Your client can read Retry-After and back off. Prometheus counter gatewayllm_rate_limit_hit_total{kind="rpm"} increments so you can alert on it.

Revoking a key

curl -X DELETE http://localhost:8080/admin/keys/vk_01HZX... \
  -H "Authorization: Bearer $GATEWAY_LLM_MASTER_KEY"

In-flight requests on that key finish; new requests get 401 Unauthorized immediately. No provider credentials change.
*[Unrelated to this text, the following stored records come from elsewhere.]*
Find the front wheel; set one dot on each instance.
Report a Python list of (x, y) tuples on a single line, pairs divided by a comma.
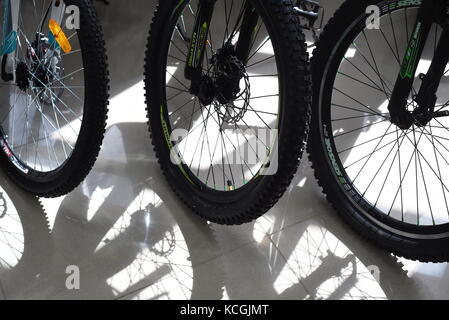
[(390, 184), (230, 147)]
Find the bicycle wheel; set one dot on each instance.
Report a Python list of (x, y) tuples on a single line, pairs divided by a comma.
[(388, 183), (242, 133), (54, 101)]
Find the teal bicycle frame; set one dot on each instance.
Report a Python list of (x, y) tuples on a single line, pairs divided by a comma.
[(10, 29)]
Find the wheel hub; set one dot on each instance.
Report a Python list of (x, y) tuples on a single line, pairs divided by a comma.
[(223, 86)]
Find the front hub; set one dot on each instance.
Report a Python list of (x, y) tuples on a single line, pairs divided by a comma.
[(222, 86)]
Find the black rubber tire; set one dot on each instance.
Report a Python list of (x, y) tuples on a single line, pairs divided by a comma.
[(347, 202), (257, 197), (67, 177)]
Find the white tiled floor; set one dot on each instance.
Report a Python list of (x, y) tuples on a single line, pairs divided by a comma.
[(131, 238)]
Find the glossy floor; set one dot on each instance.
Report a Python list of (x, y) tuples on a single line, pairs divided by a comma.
[(130, 237)]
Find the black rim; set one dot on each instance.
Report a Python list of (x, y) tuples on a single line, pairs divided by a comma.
[(216, 161)]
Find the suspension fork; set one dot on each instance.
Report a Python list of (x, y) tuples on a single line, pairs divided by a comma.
[(431, 11), (247, 33), (195, 56), (198, 42), (10, 25)]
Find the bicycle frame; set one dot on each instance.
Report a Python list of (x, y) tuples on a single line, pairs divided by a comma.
[(10, 27), (430, 12), (195, 56)]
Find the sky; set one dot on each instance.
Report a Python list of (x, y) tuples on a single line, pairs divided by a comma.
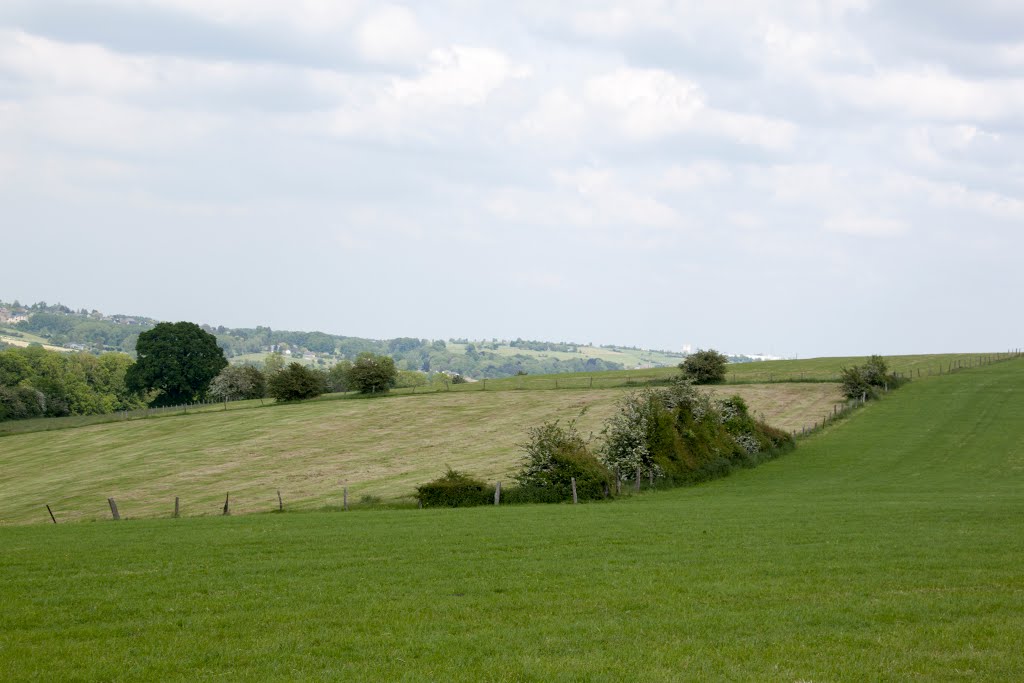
[(796, 178)]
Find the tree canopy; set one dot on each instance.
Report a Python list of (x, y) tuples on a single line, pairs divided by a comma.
[(178, 360), (373, 374), (705, 367), (296, 382)]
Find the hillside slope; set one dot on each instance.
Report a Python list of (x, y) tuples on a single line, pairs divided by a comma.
[(889, 548), (381, 447)]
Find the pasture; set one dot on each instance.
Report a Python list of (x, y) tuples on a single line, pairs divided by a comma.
[(379, 447), (888, 547)]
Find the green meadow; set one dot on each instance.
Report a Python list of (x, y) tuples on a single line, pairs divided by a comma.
[(887, 547), (378, 449)]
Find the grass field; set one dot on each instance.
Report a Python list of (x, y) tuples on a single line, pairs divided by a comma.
[(380, 447), (807, 370), (15, 337), (888, 547)]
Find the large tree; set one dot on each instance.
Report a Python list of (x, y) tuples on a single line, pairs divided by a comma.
[(297, 383), (706, 367), (178, 359), (373, 374)]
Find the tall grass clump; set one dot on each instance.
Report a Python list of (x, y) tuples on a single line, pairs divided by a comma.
[(455, 489)]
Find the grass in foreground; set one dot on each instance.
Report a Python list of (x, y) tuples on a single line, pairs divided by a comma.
[(888, 548), (381, 447)]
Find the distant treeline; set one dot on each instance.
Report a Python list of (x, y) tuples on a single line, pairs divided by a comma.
[(91, 331), (37, 383)]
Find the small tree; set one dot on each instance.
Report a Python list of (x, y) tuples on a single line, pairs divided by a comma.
[(705, 367), (455, 489), (338, 376), (556, 455), (866, 379), (373, 374), (296, 382), (238, 383), (178, 359)]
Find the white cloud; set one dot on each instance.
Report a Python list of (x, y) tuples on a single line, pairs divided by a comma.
[(391, 36), (694, 176), (48, 63), (866, 226), (558, 117), (646, 102), (307, 16), (929, 93), (459, 76), (649, 103)]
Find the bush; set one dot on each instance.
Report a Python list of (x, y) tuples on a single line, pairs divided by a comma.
[(684, 435), (867, 379), (296, 382), (455, 489), (555, 456), (706, 367), (20, 402), (238, 383)]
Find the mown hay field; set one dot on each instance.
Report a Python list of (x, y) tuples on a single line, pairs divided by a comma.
[(379, 447), (887, 547)]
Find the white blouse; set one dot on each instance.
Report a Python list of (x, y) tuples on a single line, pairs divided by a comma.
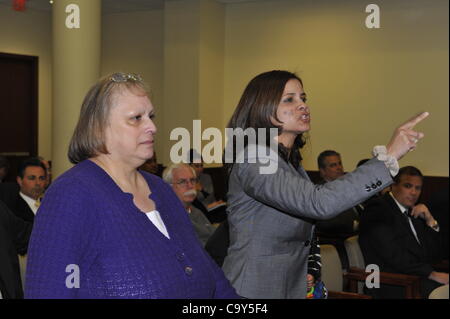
[(156, 219)]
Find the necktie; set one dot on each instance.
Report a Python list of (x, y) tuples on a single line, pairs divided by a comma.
[(407, 214)]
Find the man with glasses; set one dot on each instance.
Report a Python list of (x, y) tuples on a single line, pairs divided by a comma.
[(183, 180)]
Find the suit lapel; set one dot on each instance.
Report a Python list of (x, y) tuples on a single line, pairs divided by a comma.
[(414, 246)]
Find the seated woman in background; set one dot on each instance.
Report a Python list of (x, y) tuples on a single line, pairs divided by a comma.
[(107, 230)]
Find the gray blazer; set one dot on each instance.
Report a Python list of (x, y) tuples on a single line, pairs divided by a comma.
[(272, 216)]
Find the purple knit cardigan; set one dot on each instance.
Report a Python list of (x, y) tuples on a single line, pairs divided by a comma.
[(87, 225)]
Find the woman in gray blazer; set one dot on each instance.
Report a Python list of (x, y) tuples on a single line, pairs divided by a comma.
[(272, 204)]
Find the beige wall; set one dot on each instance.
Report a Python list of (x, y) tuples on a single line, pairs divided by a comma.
[(361, 83), (30, 33)]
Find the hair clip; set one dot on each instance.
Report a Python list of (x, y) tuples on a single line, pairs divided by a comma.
[(124, 77)]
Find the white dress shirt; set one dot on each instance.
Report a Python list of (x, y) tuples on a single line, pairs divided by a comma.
[(404, 210), (30, 201), (156, 219)]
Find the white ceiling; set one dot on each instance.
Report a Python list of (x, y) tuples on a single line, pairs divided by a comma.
[(108, 6)]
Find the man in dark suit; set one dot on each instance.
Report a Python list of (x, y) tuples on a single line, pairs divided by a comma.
[(334, 231), (14, 236), (402, 237), (23, 198)]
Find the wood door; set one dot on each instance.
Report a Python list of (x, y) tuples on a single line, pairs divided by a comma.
[(18, 108)]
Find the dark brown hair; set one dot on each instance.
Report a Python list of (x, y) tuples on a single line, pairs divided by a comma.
[(88, 138), (258, 106), (408, 171)]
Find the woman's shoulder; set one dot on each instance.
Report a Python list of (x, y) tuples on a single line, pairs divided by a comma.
[(77, 178)]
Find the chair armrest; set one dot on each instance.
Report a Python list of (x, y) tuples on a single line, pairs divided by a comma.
[(410, 282), (346, 295)]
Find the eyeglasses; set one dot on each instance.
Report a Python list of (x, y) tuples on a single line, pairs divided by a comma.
[(183, 182), (124, 77)]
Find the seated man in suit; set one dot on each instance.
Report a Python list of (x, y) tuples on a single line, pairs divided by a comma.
[(14, 236), (182, 178), (400, 237), (23, 198), (334, 231)]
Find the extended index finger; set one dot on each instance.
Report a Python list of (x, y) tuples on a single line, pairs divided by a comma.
[(413, 122)]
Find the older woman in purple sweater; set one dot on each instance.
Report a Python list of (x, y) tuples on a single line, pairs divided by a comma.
[(107, 230)]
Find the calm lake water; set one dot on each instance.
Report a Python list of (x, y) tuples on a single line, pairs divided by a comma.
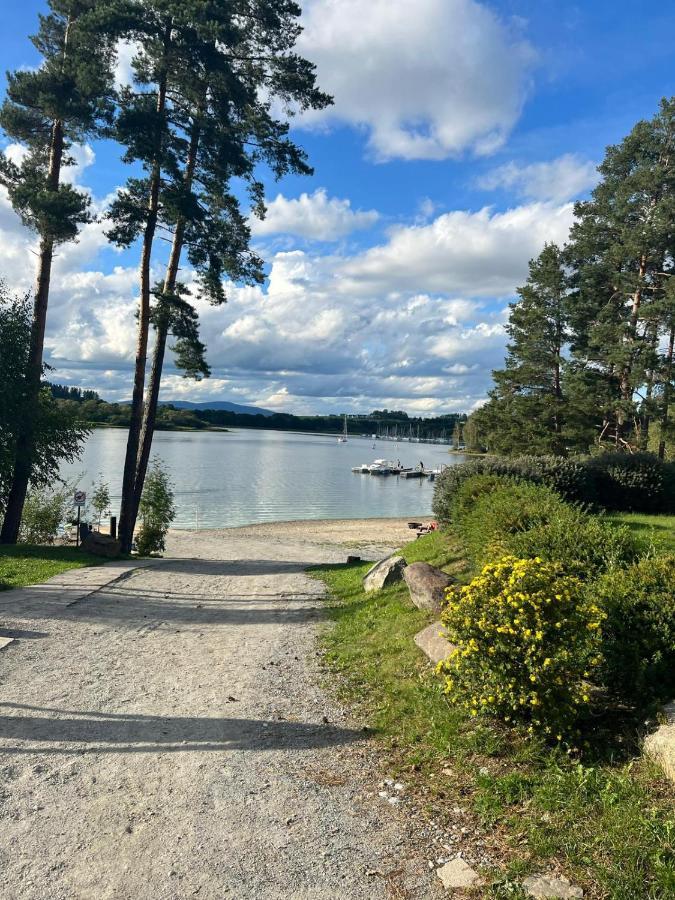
[(246, 476)]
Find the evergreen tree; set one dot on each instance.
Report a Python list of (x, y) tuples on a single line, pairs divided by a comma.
[(527, 407), (621, 251), (63, 101), (58, 434), (209, 74)]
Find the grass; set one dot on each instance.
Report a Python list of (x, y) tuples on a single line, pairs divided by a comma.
[(25, 564), (606, 823), (656, 530)]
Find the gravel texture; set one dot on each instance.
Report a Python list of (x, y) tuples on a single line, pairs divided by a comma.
[(166, 736)]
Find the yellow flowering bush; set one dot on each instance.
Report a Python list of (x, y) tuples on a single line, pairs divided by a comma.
[(526, 636)]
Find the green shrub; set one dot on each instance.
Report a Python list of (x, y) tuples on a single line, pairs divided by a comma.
[(490, 523), (639, 632), (638, 481), (156, 510), (44, 512), (526, 636), (584, 544), (470, 491)]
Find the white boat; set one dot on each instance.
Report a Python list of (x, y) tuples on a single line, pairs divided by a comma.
[(384, 467)]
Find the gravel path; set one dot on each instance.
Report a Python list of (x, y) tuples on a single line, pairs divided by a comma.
[(166, 736)]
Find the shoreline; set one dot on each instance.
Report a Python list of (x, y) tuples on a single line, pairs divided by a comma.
[(372, 534)]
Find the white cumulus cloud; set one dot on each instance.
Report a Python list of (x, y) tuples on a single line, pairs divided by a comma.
[(558, 180), (315, 216), (426, 79)]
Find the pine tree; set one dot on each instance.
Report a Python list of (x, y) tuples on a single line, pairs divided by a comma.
[(209, 74), (64, 101), (527, 407), (621, 251)]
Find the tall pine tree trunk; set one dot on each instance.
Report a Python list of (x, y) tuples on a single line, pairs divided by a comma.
[(667, 391), (626, 383), (23, 462), (127, 516), (163, 322)]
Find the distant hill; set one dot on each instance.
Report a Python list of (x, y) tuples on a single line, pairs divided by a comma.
[(219, 404)]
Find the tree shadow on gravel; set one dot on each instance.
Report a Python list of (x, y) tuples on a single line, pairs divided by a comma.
[(97, 733)]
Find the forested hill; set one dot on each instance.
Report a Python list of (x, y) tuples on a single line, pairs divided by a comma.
[(95, 411)]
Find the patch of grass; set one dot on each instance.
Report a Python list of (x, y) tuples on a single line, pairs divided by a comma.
[(608, 824), (655, 530), (24, 564)]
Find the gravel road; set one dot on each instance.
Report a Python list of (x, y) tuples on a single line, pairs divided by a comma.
[(166, 736)]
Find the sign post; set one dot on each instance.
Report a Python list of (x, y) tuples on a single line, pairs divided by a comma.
[(79, 498)]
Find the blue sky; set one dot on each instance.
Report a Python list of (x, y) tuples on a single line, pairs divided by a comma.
[(460, 135)]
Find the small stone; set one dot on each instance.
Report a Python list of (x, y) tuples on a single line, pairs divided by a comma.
[(384, 573), (661, 744), (433, 643), (542, 886), (457, 873)]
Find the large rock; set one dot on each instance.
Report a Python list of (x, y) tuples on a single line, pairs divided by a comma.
[(432, 641), (387, 571), (661, 744), (101, 545), (458, 874), (552, 886), (427, 586)]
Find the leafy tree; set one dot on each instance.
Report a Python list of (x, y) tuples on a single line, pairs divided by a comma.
[(65, 100), (208, 74), (100, 499), (527, 411), (157, 510), (58, 434)]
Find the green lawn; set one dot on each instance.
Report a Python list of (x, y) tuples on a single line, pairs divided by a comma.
[(607, 824), (24, 564), (656, 530)]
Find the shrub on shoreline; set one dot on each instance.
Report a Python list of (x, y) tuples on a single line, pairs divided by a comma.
[(498, 516), (638, 482), (526, 637), (639, 632)]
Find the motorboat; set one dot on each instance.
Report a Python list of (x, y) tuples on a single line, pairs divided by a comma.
[(384, 467)]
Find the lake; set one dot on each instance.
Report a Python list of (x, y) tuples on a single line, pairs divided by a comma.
[(246, 476)]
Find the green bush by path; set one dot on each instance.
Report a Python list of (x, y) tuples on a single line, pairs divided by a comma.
[(606, 825), (23, 564), (639, 482), (526, 637), (497, 517), (639, 632)]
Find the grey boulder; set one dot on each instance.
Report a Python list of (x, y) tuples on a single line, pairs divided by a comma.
[(101, 545), (433, 643), (387, 571), (427, 585)]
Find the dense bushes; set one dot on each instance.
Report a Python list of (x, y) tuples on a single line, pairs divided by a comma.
[(639, 633), (638, 482), (546, 561), (497, 516), (156, 510), (526, 636)]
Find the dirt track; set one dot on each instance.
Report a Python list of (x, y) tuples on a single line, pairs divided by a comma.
[(167, 737)]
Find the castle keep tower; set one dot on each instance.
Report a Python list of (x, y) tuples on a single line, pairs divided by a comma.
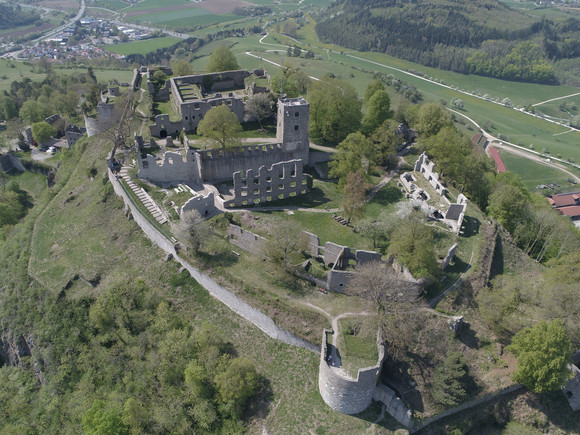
[(292, 128)]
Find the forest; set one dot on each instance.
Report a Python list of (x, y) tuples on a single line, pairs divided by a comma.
[(485, 38)]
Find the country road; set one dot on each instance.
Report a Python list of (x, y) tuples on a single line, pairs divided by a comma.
[(518, 150)]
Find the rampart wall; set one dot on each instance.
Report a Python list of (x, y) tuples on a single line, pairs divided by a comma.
[(427, 168), (281, 181), (174, 168), (342, 393), (204, 204), (219, 165)]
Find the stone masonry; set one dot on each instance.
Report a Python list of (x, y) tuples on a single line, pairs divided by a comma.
[(341, 392)]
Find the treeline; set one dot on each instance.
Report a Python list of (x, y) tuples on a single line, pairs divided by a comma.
[(466, 37), (14, 15)]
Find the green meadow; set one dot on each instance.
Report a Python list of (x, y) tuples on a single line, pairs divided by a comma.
[(143, 47), (534, 174)]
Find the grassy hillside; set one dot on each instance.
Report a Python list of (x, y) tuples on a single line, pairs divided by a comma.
[(72, 249)]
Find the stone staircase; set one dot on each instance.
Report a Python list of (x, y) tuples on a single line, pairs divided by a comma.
[(144, 197)]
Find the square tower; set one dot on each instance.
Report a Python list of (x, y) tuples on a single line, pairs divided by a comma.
[(292, 127)]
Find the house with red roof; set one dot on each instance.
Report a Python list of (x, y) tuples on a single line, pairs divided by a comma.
[(568, 204)]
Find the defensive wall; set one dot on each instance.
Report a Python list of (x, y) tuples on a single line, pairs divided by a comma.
[(282, 180), (341, 392), (427, 168)]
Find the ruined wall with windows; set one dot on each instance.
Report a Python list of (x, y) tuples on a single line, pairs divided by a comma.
[(282, 180)]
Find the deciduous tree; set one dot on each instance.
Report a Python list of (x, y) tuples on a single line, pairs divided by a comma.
[(335, 110), (219, 127), (397, 302), (378, 110), (354, 197), (42, 131), (192, 230), (261, 106), (543, 353)]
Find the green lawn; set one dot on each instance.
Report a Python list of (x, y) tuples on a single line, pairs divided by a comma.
[(109, 4), (143, 47), (533, 173), (11, 71)]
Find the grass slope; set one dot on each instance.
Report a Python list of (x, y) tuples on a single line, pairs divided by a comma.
[(77, 234), (143, 47)]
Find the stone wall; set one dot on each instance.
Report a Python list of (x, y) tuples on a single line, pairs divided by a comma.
[(334, 253), (204, 204), (102, 121), (456, 213), (427, 168), (174, 168), (312, 243), (219, 165), (394, 405), (73, 133), (366, 256), (281, 181), (193, 111), (342, 393), (246, 240), (163, 126), (292, 126), (338, 280), (148, 228)]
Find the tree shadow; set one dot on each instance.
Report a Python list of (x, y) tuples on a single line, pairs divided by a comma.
[(259, 406), (497, 263), (218, 258), (395, 374), (471, 226), (468, 336)]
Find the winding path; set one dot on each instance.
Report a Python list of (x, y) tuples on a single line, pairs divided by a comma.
[(521, 151)]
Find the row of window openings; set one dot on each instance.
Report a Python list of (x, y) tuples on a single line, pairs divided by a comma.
[(268, 189), (268, 179)]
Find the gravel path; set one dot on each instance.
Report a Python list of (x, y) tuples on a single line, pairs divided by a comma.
[(243, 309)]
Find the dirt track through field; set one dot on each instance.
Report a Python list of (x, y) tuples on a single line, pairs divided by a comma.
[(214, 6)]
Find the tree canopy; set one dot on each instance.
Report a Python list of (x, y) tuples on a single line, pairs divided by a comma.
[(42, 131), (378, 110), (222, 59), (219, 127), (335, 110), (543, 353)]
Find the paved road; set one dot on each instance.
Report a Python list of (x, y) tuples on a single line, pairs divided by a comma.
[(521, 151)]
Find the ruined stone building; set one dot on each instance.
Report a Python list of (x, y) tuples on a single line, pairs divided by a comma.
[(259, 173), (193, 96)]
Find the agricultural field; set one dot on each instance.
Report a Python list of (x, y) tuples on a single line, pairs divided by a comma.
[(108, 4), (182, 14), (10, 71), (142, 47), (534, 174)]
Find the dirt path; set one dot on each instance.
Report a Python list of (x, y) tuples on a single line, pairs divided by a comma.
[(520, 151), (556, 99)]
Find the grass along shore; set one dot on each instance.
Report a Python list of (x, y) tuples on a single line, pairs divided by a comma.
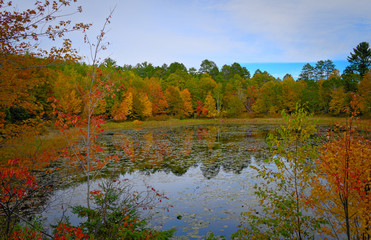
[(53, 140)]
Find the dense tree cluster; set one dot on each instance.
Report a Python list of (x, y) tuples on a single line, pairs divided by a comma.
[(145, 91)]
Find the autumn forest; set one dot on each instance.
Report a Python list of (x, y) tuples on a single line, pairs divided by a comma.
[(54, 108)]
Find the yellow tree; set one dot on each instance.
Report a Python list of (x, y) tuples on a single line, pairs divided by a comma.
[(338, 101), (147, 105), (292, 91), (187, 103), (210, 106), (21, 55), (121, 111), (69, 99), (364, 90), (283, 191)]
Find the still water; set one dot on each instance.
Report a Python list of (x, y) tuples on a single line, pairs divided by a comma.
[(203, 171)]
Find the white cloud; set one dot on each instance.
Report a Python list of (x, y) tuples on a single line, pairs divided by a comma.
[(226, 31), (303, 30)]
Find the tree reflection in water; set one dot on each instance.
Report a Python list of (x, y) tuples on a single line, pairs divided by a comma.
[(175, 150)]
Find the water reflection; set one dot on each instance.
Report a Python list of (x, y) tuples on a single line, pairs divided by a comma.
[(177, 149), (203, 170)]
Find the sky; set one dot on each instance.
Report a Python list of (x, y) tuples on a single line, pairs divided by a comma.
[(280, 35)]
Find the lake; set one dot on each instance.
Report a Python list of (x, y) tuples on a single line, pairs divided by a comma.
[(202, 170)]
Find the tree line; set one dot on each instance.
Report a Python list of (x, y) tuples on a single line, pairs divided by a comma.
[(145, 91)]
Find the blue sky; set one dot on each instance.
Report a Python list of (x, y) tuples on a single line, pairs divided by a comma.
[(227, 31)]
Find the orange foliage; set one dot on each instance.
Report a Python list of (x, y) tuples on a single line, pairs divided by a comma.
[(344, 174)]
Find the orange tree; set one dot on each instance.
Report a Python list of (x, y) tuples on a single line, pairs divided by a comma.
[(24, 73), (22, 58), (283, 189), (344, 175)]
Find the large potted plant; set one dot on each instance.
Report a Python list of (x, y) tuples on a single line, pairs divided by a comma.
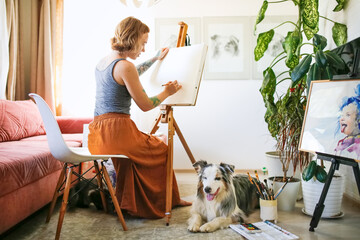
[(285, 109)]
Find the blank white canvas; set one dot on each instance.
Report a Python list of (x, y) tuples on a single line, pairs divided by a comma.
[(184, 64)]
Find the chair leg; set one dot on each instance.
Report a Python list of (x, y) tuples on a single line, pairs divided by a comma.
[(98, 177), (113, 197), (64, 203), (56, 193)]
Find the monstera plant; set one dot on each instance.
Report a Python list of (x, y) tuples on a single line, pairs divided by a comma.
[(285, 109)]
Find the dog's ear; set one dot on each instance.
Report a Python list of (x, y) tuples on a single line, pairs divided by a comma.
[(228, 168), (199, 165)]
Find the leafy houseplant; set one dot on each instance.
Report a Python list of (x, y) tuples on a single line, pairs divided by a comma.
[(285, 110)]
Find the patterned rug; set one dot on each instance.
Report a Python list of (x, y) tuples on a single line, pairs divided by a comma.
[(90, 223)]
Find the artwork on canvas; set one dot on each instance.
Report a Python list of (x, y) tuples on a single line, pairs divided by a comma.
[(228, 42), (184, 64), (332, 120)]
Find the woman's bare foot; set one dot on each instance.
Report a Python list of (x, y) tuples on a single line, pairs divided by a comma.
[(184, 203)]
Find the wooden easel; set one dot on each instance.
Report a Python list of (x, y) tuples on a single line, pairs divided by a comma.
[(166, 116)]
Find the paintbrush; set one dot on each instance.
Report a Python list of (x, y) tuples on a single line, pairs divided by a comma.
[(282, 188)]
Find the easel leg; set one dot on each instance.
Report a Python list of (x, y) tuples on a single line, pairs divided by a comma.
[(320, 205), (182, 139), (357, 176), (169, 167)]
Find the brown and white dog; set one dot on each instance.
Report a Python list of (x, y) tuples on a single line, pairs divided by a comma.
[(222, 199)]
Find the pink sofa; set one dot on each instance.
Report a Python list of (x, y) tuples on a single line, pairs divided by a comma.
[(28, 171)]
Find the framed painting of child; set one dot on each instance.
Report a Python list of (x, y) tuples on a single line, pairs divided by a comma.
[(332, 120)]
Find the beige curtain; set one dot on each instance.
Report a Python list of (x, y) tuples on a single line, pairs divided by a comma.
[(15, 79), (4, 50), (45, 17), (42, 75)]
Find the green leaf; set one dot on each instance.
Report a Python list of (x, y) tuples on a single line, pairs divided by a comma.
[(261, 14), (310, 13), (290, 45), (319, 41), (262, 43), (301, 69), (314, 73), (269, 84), (309, 32), (321, 59), (341, 5), (328, 73), (334, 60), (339, 33)]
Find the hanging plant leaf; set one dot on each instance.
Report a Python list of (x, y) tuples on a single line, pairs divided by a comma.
[(296, 2), (292, 61), (301, 69), (328, 73), (321, 59), (262, 43), (334, 60), (309, 32), (269, 83), (313, 74), (339, 32), (290, 44), (310, 13), (320, 174), (319, 41), (340, 6), (261, 14)]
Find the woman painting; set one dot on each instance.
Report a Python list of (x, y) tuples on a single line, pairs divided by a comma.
[(141, 179)]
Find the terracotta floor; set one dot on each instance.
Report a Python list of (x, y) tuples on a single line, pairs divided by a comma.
[(94, 224)]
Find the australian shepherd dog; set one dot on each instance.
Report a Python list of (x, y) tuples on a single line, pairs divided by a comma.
[(222, 199)]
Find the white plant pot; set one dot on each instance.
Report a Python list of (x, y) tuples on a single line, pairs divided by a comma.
[(312, 190), (287, 198)]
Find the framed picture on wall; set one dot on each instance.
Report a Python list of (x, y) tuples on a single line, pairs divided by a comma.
[(332, 119), (275, 46), (229, 47), (167, 31)]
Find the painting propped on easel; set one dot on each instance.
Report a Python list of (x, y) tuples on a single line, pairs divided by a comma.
[(332, 120), (184, 64)]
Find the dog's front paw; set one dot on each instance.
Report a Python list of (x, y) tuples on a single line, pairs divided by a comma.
[(194, 228), (208, 227)]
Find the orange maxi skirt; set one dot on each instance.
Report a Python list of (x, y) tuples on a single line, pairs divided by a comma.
[(140, 180)]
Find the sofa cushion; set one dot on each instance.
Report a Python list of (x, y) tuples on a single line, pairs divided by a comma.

Scoping by router behaviour

Virtual keys can also pin a routing strategy for the team that holds them:

{
  "name": "compliance-team",
  "models": ["claude-sonnet"],
  "router": { "force_strategy": "least_latency", "shadow": false },
  "rpm": 30
}

That team can only hit claude-sonnet, the router uses least_latency for them specifically, and shadow mode is off — every decision is live.

Recommended structure

For a 5–50 person team:

  • One key per service, not one key per developer. Services have stable identities; developers churn.
  • Tag with team, not service name. Spend reports group by team naturally.
  • Set a monthly budget even if you trust the team. The cap is your fire alarm — not a financial penalty.
  • Lock models to the cheap-tier alias for batch / async jobs (embed, summarize) and let only customer-facing services hit the flagship.

Auditing

Every request logs an immutable record:

{
  "request_id": "req_01HZ...",
  "key_id": "vk_01HZX...",
  "team": "payments",
  "model_alias": "gpt-4o-mini",
  "deployment": "openai/gpt-4o-mini",
  "prompt_tokens": 312,
  "completion_tokens": 81,
  "cost_usd": 0.000099,
  "duration_ms": 412,
  "ts": "2026-04-29T12:34:56Z"
}

Stream them out with the observability callbacks, aggregate them in your warehouse, and finance gets answers without paging engineering.